In (http://www.boemre.gov/tarprojects/040/040BL.PDF) note the importance of confinement in the compressive strength of relatively warm ice. Moulins disrupt this confinement. Big ice does not melt from the top down, it decays from the sides - like a glacier calving into a fjord. The ice loss becomes more a function of structural collapse at the edges, than of melt across the surface.
It is not that hard. It is undergrad physics. You can find the math in an EIT manual. Nobody published it, because nobody likes the results. It happens much faster than melt from the top down.
Global temperatures do not matter. Big ice makes its own weather. When the Arctic sea ice was in place, the weather effects of Greenland were less apparent. Without the sea ice to diffuse the effects, the weather making of Greenland will be easier to see.
The calculation grid size of GCM means that they miss significant heat transport by air currents and ocean currents. The grid size means that the GCM do not see Greenland making its own weather.
I was labeled an "Alarmist" by many, including some of the authors of the papers above, because in 2002, I applied industrial process control statistics to estimate that the Arctic Sea Ice system would go "out of control" and we would see a dramatic decline of the Arctic Sea Ice within a decade. However, it was not an accepted methodology in climate science. I am still using tools that are outside of the accepted methodology of climate science.
Posted by: Aaron Lewis | March 27, 2012 at 22:30
Sharp et.al (2011) "Extreme melt on Canada’s Arctic ice caps in the 21st century"

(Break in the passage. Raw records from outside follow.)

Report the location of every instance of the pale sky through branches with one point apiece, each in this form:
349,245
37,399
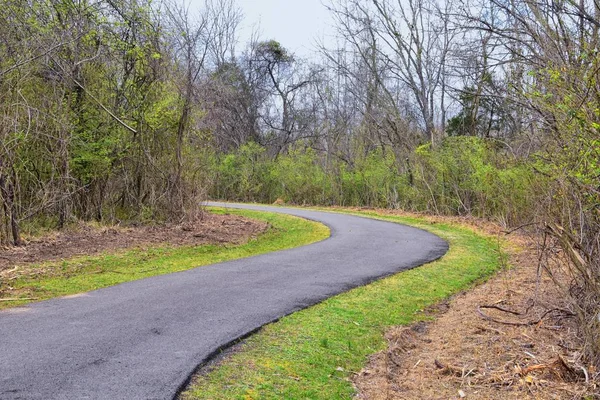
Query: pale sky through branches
296,24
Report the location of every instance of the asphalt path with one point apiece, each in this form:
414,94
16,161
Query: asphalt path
143,339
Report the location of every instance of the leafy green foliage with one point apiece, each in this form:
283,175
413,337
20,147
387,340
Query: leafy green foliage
311,353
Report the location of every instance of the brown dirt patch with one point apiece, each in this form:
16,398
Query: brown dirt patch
85,239
473,352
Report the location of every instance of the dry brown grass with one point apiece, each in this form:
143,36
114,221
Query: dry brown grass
510,338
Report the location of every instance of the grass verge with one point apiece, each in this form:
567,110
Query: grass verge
311,354
82,274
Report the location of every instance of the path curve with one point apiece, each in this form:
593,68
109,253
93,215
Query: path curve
143,339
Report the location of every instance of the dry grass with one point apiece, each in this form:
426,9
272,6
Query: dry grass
510,338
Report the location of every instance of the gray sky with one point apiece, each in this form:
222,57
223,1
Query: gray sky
296,24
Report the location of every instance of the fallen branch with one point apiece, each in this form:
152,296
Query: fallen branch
529,323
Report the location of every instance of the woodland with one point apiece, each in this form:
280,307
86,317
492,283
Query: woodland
135,111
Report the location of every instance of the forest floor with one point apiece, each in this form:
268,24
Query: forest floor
87,240
509,338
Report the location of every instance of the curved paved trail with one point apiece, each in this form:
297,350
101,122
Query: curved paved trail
142,339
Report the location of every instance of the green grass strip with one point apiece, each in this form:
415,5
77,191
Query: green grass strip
311,354
82,274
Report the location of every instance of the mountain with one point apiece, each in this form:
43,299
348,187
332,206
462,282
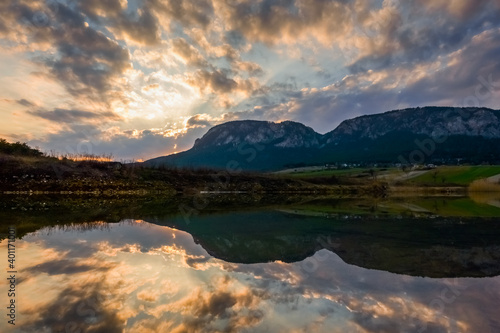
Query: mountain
416,135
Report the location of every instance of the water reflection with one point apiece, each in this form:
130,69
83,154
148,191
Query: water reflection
134,276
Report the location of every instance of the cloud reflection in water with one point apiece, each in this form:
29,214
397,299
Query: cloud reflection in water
139,277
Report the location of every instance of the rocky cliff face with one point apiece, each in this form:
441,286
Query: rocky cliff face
286,134
473,135
430,121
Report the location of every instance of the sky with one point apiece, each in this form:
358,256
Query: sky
141,79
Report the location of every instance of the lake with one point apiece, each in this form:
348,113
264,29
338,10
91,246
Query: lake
241,263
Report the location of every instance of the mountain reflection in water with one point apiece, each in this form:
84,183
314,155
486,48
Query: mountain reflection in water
309,266
135,276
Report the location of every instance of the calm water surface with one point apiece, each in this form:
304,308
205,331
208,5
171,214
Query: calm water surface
316,266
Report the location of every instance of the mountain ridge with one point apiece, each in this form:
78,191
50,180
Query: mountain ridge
470,133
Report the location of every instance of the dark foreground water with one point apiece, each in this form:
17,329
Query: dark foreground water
309,266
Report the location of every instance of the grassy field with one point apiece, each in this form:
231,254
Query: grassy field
332,172
460,175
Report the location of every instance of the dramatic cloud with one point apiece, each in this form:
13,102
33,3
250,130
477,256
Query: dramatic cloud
73,116
138,70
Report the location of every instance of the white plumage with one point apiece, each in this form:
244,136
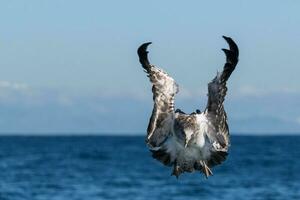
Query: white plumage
188,142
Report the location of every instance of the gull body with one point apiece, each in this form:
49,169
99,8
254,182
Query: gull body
188,142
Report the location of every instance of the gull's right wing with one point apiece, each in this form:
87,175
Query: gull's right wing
164,89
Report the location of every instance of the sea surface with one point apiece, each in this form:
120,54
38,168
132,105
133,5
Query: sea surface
120,167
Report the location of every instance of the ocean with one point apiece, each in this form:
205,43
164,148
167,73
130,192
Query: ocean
121,167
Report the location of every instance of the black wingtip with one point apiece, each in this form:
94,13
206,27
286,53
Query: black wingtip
143,48
232,45
142,53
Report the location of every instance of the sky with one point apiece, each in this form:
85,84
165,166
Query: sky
71,66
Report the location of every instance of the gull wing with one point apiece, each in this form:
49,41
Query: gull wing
164,89
216,94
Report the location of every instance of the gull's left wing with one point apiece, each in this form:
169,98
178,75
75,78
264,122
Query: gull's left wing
164,89
216,94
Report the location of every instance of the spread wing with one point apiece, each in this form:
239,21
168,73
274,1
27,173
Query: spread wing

Citation: Sharp, M., D. O. Burgess, J. G. Cogley, M. Ecclestone, C. Labine, and G. J. Wolken (2011), Extreme melt on Canada’s Arctic ice caps in the 21st century, Geophys. Res. Lett., 38, L11501,
doi:10.1029/2011GL047381.
Notice that the near total collapse of the QEI icesheets occurred with a mean warming of only 0.8 C, and ~40% of the melt occurred in just 6 years. Clearly, the analysis show by Aaron Lewis above applies to Greenland, as supported by these results. Climate sensitivity is high, and abrupt changes are possible.